Temos um problema com linces

A política de reprodução em cativeiro é um êxito, mas as condições de libertação na natureza são deploráveis.

As políticas de conservação in situ são, de maneira geral, mais eficazes e mais baratas, portanto ninguém defende acções de conservação ex situ como primeira opção.

Quando o estado das populações é desesperado e os processos naturais de recuperação não estão garantidos, é normal recorrer-se a acções de manutenção artificial, enquanto se restauram as condições de sobrevivência na natureza. O objectivo é libertar indivíduos na natureza, a partir das populações que foram mantidas artificialmente, quando as condições de sobrevivência voltarem a ser favoráveis.

Quando comecei a interessar-me pela conservação do lince, tinha uma posição claramente desfavorável à reprodução em cativeiro. Não porque não fosse eventualmente útil, mas porque os recursos que seria preciso dedicar a essa tarefa poderiam ser aplicados mais eficazmente no estabelecimento de corredores de dispersão da população de linces que subsistia na Andaluzia.

A minha opinião foi evoluindo à medida que fui dando mais importância ao coelho como factor determinante da evolução da população de linces, e à medida que o estado de conservação do lince se foi tornando mais desesperado, em consequência da rarefacção de coelho provocada pelas doenças.

Passei, por isso, a defender que os investimentos na conservação do lince deveriam concentrar-se na resolução dos problemas da população de coelhos e, como seguro para o caso de alguma coisa correr mal, manter uma população de linces em cativeiro que permitisse a reintrodução ou o reforço de populações, se necessário.

Por volta do ano 2000, tornou-se evidente que a população de coelhos estava a recuperar da razia provocada pelas doenças dos anos 80 e, consequentemente, a população de linces tinha iniciado uma recuperação com crescimentos populacionais na ordem dos 10% ao ano.

Por essa razão, discordei do desperdício de recursos em pesados programas de recuperação em cativeiro de linces, cuja utilidade é discutível, e que consomem recursos que fazem falta a outros problemas bem mais graves, mas menos mediáticos, de conservação.

Por volta de 2012/2013, uma nova doença se declarou no coelho, fazendo desaparecer o coelho dos nossos campos.
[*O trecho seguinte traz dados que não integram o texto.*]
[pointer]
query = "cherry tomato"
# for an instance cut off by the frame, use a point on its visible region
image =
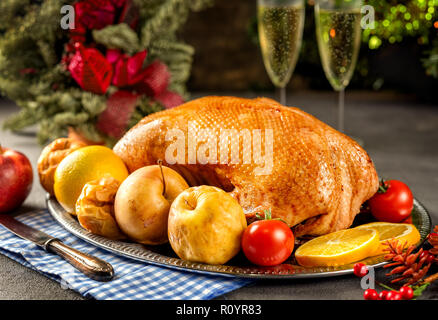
(407, 292)
(267, 242)
(370, 294)
(393, 202)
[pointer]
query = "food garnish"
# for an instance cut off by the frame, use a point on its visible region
(51, 156)
(84, 165)
(393, 201)
(206, 225)
(267, 242)
(95, 208)
(401, 231)
(338, 248)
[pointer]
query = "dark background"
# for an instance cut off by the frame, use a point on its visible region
(228, 57)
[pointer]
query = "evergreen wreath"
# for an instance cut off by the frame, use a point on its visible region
(120, 62)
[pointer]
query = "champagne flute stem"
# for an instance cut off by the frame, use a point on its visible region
(281, 94)
(341, 110)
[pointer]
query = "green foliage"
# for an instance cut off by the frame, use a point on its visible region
(31, 74)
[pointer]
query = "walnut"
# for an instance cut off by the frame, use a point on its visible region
(51, 156)
(95, 208)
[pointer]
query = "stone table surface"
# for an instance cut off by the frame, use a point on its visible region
(400, 134)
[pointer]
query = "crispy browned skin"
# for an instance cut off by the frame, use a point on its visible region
(319, 177)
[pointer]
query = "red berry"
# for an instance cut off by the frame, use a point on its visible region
(382, 295)
(407, 292)
(370, 294)
(360, 270)
(424, 253)
(394, 295)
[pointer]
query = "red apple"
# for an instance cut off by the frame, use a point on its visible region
(16, 179)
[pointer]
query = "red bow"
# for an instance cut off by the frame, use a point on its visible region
(90, 69)
(152, 80)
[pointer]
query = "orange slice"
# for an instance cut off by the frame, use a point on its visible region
(403, 232)
(338, 248)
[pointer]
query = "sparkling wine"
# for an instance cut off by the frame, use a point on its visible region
(338, 33)
(280, 33)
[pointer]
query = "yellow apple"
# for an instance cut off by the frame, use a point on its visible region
(142, 203)
(206, 225)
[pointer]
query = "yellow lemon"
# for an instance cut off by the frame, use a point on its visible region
(338, 248)
(403, 232)
(84, 165)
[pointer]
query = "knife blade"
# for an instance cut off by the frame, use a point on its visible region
(91, 266)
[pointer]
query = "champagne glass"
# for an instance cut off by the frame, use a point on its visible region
(338, 33)
(280, 24)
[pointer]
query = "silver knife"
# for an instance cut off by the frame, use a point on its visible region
(92, 267)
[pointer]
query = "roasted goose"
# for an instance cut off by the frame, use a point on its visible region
(310, 175)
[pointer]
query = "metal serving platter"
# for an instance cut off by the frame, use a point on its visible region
(238, 267)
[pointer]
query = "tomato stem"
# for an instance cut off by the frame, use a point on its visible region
(383, 186)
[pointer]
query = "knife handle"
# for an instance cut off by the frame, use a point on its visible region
(92, 267)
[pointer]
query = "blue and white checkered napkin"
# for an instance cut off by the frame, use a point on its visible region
(133, 279)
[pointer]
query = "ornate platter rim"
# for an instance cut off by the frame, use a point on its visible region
(420, 215)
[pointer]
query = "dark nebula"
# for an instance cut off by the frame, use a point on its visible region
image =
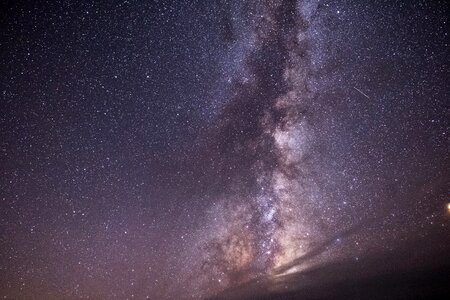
(224, 149)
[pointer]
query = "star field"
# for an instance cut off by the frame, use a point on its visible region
(185, 149)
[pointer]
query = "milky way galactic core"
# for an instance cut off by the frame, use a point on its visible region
(196, 149)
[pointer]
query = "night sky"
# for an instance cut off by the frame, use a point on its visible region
(179, 149)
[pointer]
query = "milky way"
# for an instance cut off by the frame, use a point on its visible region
(229, 149)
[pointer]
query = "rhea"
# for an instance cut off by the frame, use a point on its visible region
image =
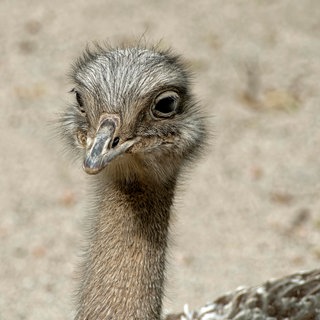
(136, 126)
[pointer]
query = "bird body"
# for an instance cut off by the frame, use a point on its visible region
(136, 126)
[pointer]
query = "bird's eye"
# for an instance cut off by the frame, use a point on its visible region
(165, 105)
(80, 102)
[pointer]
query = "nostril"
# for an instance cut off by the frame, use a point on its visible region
(115, 142)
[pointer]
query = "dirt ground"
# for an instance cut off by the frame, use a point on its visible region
(250, 208)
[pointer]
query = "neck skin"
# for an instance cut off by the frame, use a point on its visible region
(123, 273)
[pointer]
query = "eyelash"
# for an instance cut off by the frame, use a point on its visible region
(80, 102)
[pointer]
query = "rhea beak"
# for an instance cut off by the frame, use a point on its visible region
(102, 149)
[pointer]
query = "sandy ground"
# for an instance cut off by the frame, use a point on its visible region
(249, 211)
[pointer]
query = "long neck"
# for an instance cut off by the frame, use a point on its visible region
(123, 273)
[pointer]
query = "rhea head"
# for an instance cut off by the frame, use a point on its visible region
(133, 114)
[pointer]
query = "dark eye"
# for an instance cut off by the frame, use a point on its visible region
(79, 101)
(165, 105)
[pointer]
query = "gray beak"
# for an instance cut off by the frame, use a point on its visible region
(103, 148)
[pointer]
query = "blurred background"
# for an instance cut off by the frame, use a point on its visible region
(250, 208)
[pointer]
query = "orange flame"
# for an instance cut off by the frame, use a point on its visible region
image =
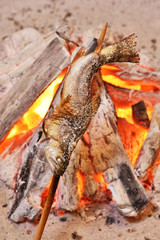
(35, 114)
(33, 117)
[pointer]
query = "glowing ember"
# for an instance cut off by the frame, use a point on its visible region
(80, 183)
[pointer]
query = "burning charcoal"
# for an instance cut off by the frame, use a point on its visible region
(139, 114)
(76, 236)
(151, 145)
(5, 205)
(157, 216)
(110, 220)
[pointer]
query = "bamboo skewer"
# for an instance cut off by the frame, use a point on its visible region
(47, 207)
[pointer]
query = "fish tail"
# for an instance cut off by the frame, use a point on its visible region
(101, 38)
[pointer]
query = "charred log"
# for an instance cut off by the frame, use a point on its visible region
(151, 144)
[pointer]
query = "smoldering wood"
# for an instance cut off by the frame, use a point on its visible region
(38, 76)
(81, 160)
(150, 146)
(139, 114)
(32, 174)
(91, 156)
(104, 154)
(20, 51)
(142, 75)
(127, 97)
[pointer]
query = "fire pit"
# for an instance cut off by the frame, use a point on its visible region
(89, 180)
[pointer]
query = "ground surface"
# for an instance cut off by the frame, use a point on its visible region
(124, 17)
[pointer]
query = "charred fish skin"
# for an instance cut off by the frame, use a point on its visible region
(72, 116)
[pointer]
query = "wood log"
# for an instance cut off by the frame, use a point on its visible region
(31, 175)
(147, 78)
(39, 75)
(105, 154)
(151, 144)
(23, 48)
(127, 97)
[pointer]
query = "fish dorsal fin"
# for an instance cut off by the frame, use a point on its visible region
(79, 54)
(101, 38)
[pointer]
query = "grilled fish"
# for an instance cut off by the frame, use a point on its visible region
(72, 116)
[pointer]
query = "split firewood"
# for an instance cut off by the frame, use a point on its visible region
(150, 146)
(109, 156)
(139, 114)
(38, 76)
(121, 96)
(103, 153)
(65, 127)
(20, 52)
(72, 116)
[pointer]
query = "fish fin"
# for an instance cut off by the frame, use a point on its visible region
(65, 109)
(101, 38)
(79, 54)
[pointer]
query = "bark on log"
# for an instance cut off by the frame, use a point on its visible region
(32, 173)
(151, 144)
(41, 73)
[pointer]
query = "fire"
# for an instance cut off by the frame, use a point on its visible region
(36, 113)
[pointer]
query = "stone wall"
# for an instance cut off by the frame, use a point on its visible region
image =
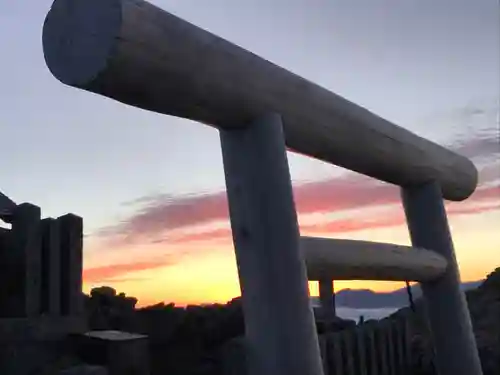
(41, 299)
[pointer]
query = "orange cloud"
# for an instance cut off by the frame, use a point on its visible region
(160, 218)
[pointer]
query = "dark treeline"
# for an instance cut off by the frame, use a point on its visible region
(199, 340)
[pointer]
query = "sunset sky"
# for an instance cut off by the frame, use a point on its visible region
(151, 188)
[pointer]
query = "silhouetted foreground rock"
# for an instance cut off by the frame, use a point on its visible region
(84, 370)
(206, 340)
(484, 307)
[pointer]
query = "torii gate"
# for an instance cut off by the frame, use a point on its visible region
(138, 54)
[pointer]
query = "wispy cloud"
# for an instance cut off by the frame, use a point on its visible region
(173, 219)
(116, 272)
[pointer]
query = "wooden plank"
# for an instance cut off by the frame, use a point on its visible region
(138, 54)
(328, 258)
(371, 349)
(337, 365)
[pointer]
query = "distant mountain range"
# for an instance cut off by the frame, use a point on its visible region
(368, 299)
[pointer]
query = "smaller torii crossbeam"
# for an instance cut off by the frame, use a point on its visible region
(136, 53)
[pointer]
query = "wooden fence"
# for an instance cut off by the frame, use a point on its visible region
(372, 348)
(136, 53)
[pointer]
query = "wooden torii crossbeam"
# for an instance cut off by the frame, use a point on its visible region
(138, 54)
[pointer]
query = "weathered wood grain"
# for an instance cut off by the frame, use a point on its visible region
(336, 259)
(138, 54)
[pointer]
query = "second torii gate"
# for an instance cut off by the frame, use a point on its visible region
(138, 54)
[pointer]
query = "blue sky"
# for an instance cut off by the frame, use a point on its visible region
(429, 66)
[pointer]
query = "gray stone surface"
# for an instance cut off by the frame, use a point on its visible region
(51, 267)
(121, 352)
(7, 206)
(21, 265)
(71, 247)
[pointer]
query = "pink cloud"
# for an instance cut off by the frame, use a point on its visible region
(161, 216)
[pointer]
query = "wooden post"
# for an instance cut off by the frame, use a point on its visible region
(446, 306)
(336, 348)
(323, 346)
(326, 297)
(279, 321)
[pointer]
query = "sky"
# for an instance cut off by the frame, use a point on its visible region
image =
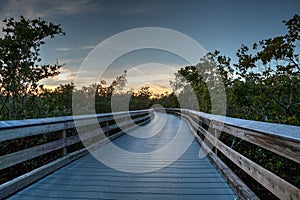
(214, 24)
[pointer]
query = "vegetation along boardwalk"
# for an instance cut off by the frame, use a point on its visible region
(189, 177)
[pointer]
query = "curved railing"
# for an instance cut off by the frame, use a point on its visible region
(17, 129)
(283, 140)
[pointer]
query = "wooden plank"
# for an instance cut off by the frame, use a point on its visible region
(286, 144)
(272, 182)
(30, 153)
(286, 148)
(14, 129)
(239, 187)
(14, 133)
(179, 180)
(21, 182)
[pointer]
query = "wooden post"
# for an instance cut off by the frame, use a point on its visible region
(107, 133)
(217, 135)
(63, 135)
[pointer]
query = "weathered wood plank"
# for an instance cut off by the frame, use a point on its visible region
(24, 128)
(272, 182)
(10, 187)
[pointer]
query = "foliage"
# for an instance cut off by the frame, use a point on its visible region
(20, 69)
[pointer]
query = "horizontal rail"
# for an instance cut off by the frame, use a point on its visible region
(15, 129)
(285, 143)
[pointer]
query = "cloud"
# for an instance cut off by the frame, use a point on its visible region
(62, 49)
(40, 8)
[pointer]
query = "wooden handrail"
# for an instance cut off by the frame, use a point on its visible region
(15, 129)
(280, 139)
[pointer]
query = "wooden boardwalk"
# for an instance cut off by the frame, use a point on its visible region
(189, 177)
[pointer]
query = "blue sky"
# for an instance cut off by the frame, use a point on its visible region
(215, 24)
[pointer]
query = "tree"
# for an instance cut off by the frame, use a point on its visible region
(20, 68)
(273, 70)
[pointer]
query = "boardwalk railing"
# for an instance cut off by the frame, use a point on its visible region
(283, 140)
(16, 129)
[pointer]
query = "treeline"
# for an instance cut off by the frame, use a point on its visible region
(262, 85)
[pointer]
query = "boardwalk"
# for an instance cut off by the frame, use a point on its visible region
(189, 177)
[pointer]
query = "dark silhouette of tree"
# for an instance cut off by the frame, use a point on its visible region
(20, 68)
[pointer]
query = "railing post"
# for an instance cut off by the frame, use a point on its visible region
(63, 135)
(217, 135)
(107, 134)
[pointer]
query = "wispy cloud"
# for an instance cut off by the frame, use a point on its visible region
(40, 8)
(62, 49)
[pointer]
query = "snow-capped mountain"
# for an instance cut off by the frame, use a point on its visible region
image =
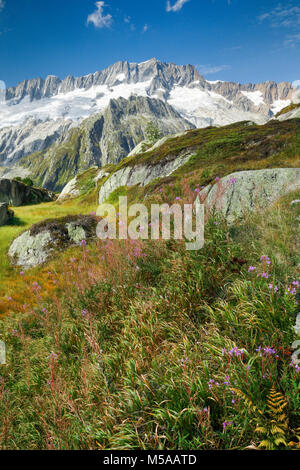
(38, 114)
(202, 102)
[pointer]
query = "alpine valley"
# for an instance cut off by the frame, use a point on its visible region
(52, 129)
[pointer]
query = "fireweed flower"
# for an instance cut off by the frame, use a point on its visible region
(265, 259)
(227, 424)
(295, 366)
(269, 351)
(53, 356)
(292, 291)
(251, 269)
(236, 352)
(227, 380)
(264, 275)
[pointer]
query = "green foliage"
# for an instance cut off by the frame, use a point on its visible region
(128, 353)
(27, 181)
(153, 133)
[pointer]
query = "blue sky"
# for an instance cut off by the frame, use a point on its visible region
(238, 40)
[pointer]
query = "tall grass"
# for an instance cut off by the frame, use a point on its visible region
(143, 345)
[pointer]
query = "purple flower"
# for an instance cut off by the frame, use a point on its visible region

Desde os anos 50 (não sabemos o que se passou antes), a dinâmica da população de coelhos tem sido uma quebra repentina e brutal de efectivos a cada 30 anos, por via de doenças novas, seguida de lentas recuperações cuja velocidade dependerá: 1) das características da doença; 2) da informação genética presente nas populações de coelhos.

Ora, é neste contexto que o Governo vem anunciar a libertação de linces em Portugal. Porque as condições de sobrevivência na natureza são óptimas? Não, penso que não. Na verdade, com o apuro técnico e o empenho e a paixão das pessoas envolvidas, estamos a ter muito êxito na reprodução de linces em cativeiro e é preciso dar destino aos linces produzidos.

Chegámos, portanto, a uma encruzilhada: a política de reprodução em cativeiro é um êxito, mas as condições de libertação na natureza são deploráveis.

“O que fazer?”, perguntaria Lenine. Por mim, a resposta é tecnicamente simples e politicamente impossível: distribuir os linces reproduzidos em cativeiro pelos jardins zoológicos do mundo, vinculados a programas de reintrodução se tal for necessário, como um seguro de vida para as populações de linces.

Com os recursos libertados, investir seriamente na melhoria da situação das populações de coelhos no terreno para que a população de linces que existe na natureza possa recuperar naturalmente.

Resumindo: poucos linces na natureza por falta de condições de sobrevivência e muitos em cativeiro por razões políticas e de comunicação.

Uma típica situação de uso ineficiente de recursos que bem falta fazem noutros sectores da conservação.